内閣と政党が完全に対立してしまったら、内閣が「日本ではこれが必要だ!」って考えた内容・政策を実行できません。政党も、自分たちに票を入れてくれた民衆に応えるためには、国のリーダーシップをとる内閣と対立し続けるわけにはいきません。

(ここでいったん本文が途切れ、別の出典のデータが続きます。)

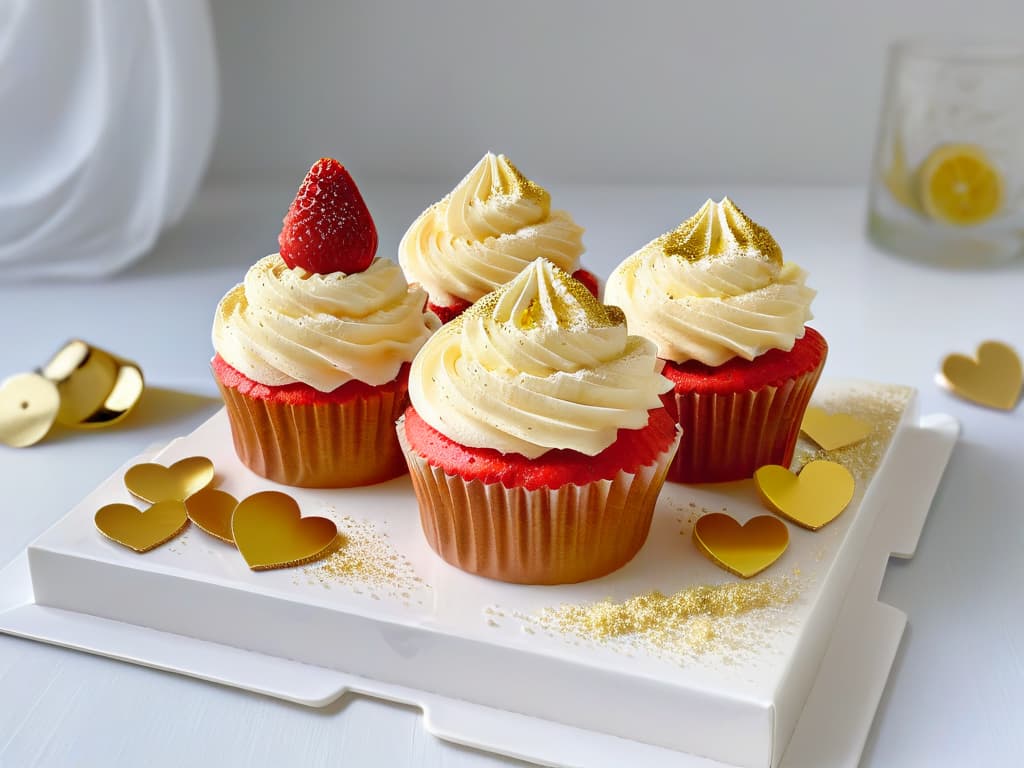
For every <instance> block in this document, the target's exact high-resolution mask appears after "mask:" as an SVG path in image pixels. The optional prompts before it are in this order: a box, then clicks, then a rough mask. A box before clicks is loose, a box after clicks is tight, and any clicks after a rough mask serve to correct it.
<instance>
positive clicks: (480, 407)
mask: <svg viewBox="0 0 1024 768" xmlns="http://www.w3.org/2000/svg"><path fill="white" fill-rule="evenodd" d="M662 366H663V364H662V361H660V360H658V359H657V357H656V350H655V348H654V345H653V344H651V343H650V342H649V341H647V340H646V339H642V338H639V337H637V336H630V335H628V333H627V330H626V323H625V319H624V318H623V316H622V313H621V312H618V311H616V310H614V309H613V308H611V307H605V306H602V305H601V304H600V303H598V301H597V300H596V299H595V298H594V297H593V296H592V295H591V294H590V293H589V291H588V290H587V288H586V287H585V286H584V285H583V284H582V283H580V282H578V281H575V280H573V279H571V278H570V276H569V275H568V274H567V273H566V272H564V271H563V270H561V269H559V268H558V267H557V266H555V265H554V264H553V263H551V262H550V261H547V260H546V259H538V260H537V261H535V262H532V263H530V264H528V265H527V266H526V267H525V268H524V269H523V270H522V271H521V272H520V273H519V274H518V275H517V276H516V278H515V279H514V280H512V281H511V282H510V283H509V284H508V285H506V286H505V287H503V288H501V289H500V290H498V291H496V292H494V293H490V294H487V295H486V296H484V297H483V298H482V299H480V300H479V301H478V302H477V303H475V304H474V305H473V306H472V307H470V308H469V309H468V310H467V311H466V312H465V313H463V314H462V315H461V316H460V317H458V318H457V319H455V321H454V322H452V323H450V324H447V325H446V326H444V327H443V328H441V330H440V331H438V332H437V333H436V334H435V335H434V336H433V337H432V338H431V339H430V340H429V341H428V342H427V343H426V344H425V345H424V346H423V349H422V350H420V353H419V354H418V355H417V357H416V359H415V360H414V362H413V368H412V371H411V374H410V397H411V400H412V406H411V407H410V409H409V410H408V411H407V412H406V417H404V419H403V420H402V421H400V422H399V423H398V435H399V439H400V440H401V442H402V446H403V450H404V452H406V459H407V461H408V463H409V468H410V473H411V475H412V479H413V487H414V488H415V490H416V496H417V499H418V501H419V505H420V518H421V521H422V523H423V530H424V534H425V535H426V539H427V542H428V543H429V544H430V546H431V547H432V548H433V550H434V551H435V552H437V554H439V555H440V556H441V557H442V558H444V559H445V560H446V561H447V562H450V563H452V564H453V565H455V566H457V567H459V568H462V569H463V570H467V571H469V572H471V573H477V574H479V575H484V577H489V578H492V579H499V580H502V581H507V582H519V583H524V584H562V583H571V582H580V581H584V580H587V579H595V578H597V577H600V575H603V574H605V573H608V572H610V571H612V570H615V569H616V568H618V567H621V566H622V565H624V564H625V563H627V562H628V561H629V560H630V559H631V558H632V557H633V556H634V555H635V554H636V553H637V551H638V550H639V549H640V547H641V546H642V545H643V543H644V541H645V539H646V537H647V532H648V529H649V527H650V521H651V515H652V513H653V510H654V503H655V500H656V499H657V495H658V492H659V490H660V488H662V485H663V484H664V481H665V474H666V471H667V470H668V466H669V462H670V460H671V459H672V456H673V454H674V453H675V449H676V443H677V441H678V437H677V426H676V423H675V421H674V420H673V418H672V417H671V416H670V415H669V413H668V412H667V410H666V408H665V407H664V406H663V403H662V399H660V394H662V393H664V392H666V391H668V390H669V389H670V388H671V384H670V382H669V381H668V380H666V379H665V378H664V377H663V376H662V375H660V374H659V371H660V370H662Z"/></svg>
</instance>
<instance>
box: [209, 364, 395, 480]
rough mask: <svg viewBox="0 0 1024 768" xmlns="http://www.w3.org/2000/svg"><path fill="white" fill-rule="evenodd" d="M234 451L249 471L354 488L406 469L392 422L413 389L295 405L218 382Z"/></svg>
mask: <svg viewBox="0 0 1024 768" xmlns="http://www.w3.org/2000/svg"><path fill="white" fill-rule="evenodd" d="M217 386H218V387H219V388H220V393H221V395H222V396H223V398H224V403H225V406H226V407H227V417H228V420H229V421H230V425H231V438H232V440H233V441H234V450H236V453H237V454H238V455H239V458H240V459H241V460H242V463H243V464H245V465H246V466H247V467H249V469H251V470H252V471H253V472H255V473H256V474H258V475H261V476H262V477H266V478H267V479H270V480H273V481H274V482H280V483H283V484H285V485H298V486H302V487H330V488H341V487H352V486H355V485H370V484H373V483H376V482H382V481H384V480H389V479H391V478H392V477H397V476H398V475H400V474H403V473H404V472H406V462H404V460H403V459H402V456H401V450H400V447H399V446H398V440H397V438H396V437H395V434H394V422H395V420H396V419H397V418H398V417H399V416H401V414H402V412H403V411H404V410H406V406H407V404H408V400H409V398H408V389H407V388H406V387H404V386H402V387H400V388H399V389H392V388H388V389H383V388H382V389H379V390H378V391H376V392H375V393H374V394H372V395H370V396H366V397H356V398H353V399H351V400H348V401H345V402H325V403H314V404H289V403H283V402H271V401H268V400H264V399H257V398H255V397H249V396H248V395H245V394H243V393H241V392H239V391H238V390H237V389H234V388H232V387H227V386H224V385H223V384H222V383H221V382H220V380H219V379H218V380H217Z"/></svg>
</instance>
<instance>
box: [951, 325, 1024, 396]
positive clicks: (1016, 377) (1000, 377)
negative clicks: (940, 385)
mask: <svg viewBox="0 0 1024 768" xmlns="http://www.w3.org/2000/svg"><path fill="white" fill-rule="evenodd" d="M938 381H939V384H940V385H942V386H944V387H945V388H946V389H948V390H949V391H950V392H952V393H953V394H955V395H956V396H957V397H963V398H964V399H966V400H970V401H971V402H976V403H978V404H979V406H986V407H987V408H994V409H999V410H1002V411H1013V410H1014V409H1015V408H1016V407H1017V401H1018V400H1019V399H1020V396H1021V387H1022V386H1024V371H1022V369H1021V358H1020V357H1019V356H1018V355H1017V352H1016V351H1015V350H1014V348H1013V347H1011V346H1009V345H1008V344H1004V343H1002V342H1000V341H983V342H982V343H981V344H980V345H979V346H978V352H977V354H976V355H975V356H974V358H971V357H968V356H967V355H964V354H950V355H948V356H947V357H946V358H945V359H944V360H942V371H941V372H940V374H939V376H938Z"/></svg>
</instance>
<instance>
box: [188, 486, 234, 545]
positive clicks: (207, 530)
mask: <svg viewBox="0 0 1024 768" xmlns="http://www.w3.org/2000/svg"><path fill="white" fill-rule="evenodd" d="M238 506H239V502H238V500H237V499H236V498H234V497H233V496H231V495H230V494H227V493H225V492H223V490H217V489H216V488H210V487H206V488H203V489H202V490H200V492H197V493H195V494H193V495H191V496H189V497H188V498H187V499H186V500H185V511H186V512H187V513H188V519H189V520H191V521H193V522H194V523H196V526H197V527H199V529H200V530H203V531H204V532H207V534H209V535H210V536H212V537H215V538H216V539H220V540H221V541H222V542H227V543H228V544H231V545H233V544H234V537H233V535H232V534H231V515H232V514H233V513H234V508H236V507H238Z"/></svg>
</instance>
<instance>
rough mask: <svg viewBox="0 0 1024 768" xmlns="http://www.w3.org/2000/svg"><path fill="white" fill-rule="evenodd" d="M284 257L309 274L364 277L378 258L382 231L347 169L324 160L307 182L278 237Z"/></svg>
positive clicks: (304, 181)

そこで、内閣と政党がどれくらい歩み寄っているか?に着目して、内閣を分類してみます。
- 政党とは全く関係なく組織されている内閣
- 政党の影響をそこそこ受けている内閣
- 政党の影響をかなり受けている内閣
①政党とは全く関係なく組織されている内閣
「僕たち内閣が日本を引っ張っていくにあたって、政党には左右されませぬぞ!」っていう立場です。
これがいわゆる「超然主義」に立った内閣で、明治時代の最初の方はこれでした。明治維新を成し遂げた人たち(藩閥政治家)が日本でリーダーシップをとろうとしていたわけです。

②政党の影響をそこそこ受けている内閣
内閣総理大臣(首相)が政党のメンバーっていうわけではないんだけど、ある政党が味方になってくれている内閣です。
2パターンあります。
- 政党のメンバーが入閣していない内閣
- 政党のメンバーが入閣している内閣

③政党の影響をかなり受けている内閣
内閣総理大臣(首相)自身が政党のメンバーで、さらに国務大臣の多くを政党のメンバーが務めている内閣です。これがいわゆる「政党内閣」です。
そして、内閣総理大臣(首相)がどんな人なのか?に関して3つの観点があります。
- 藩閥政治家かどうか?
- 華族かどうか?
- 衆議院議員かどうか?

「内閣と政党が最も歩み寄っている」のは政党内閣
以上の3つのパターンで、内閣と政党が最も歩み寄っていると言えるのが、
- ③内閣総理大臣(首相)自身が政党のメンバーで、さらに国務大臣の多くを政党のメンバーが務めている内閣
- で、かつ内閣総理大臣(首相)が衆議院議員
のパターンです。しかし、1920年頃まで首相は藩閥政治家ばかりでした。
原敬内閣が「本格的な政党内閣」と言われる理由
原敬内閣は、内閣と政党が最も歩み寄っていると言える
- ③内閣総理大臣(首相)自身が政党のメンバーで、さらに国務大臣の多くを政党のメンバーが務めている内閣
- で、かつ内閣総理大臣(首相)が衆議院議員
のパターンの内閣の初めての例でした。

原敬内閣が成立する1918年までに、
- ③内閣総理大臣(首相)自身が政党のメンバーで、さらに国務大臣の多くを政党のメンバーが務めている内閣
が成立したことはありました。1898年の第1次大隈内閣がそうです。なので第1次大隈内閣は「政党内閣」と言われます。
ですが、この時の内閣総理大臣だった大隈重信は、藩閥政治家ではなかったものの、華族でした。つまり大隈重信は特権階級の人で、民衆から選挙で選ばれた人ではなかった。
だから第1次大隈内閣は「本格的な政党内閣」とは言われません。

一方、1918年に成立した原敬内閣の首相である原敬は華族でも藩閥出身者でもありませんでした。衆議院に議席を持つ人だったんです。
この意味で、原敬内閣は「本格的な」政党内閣でした。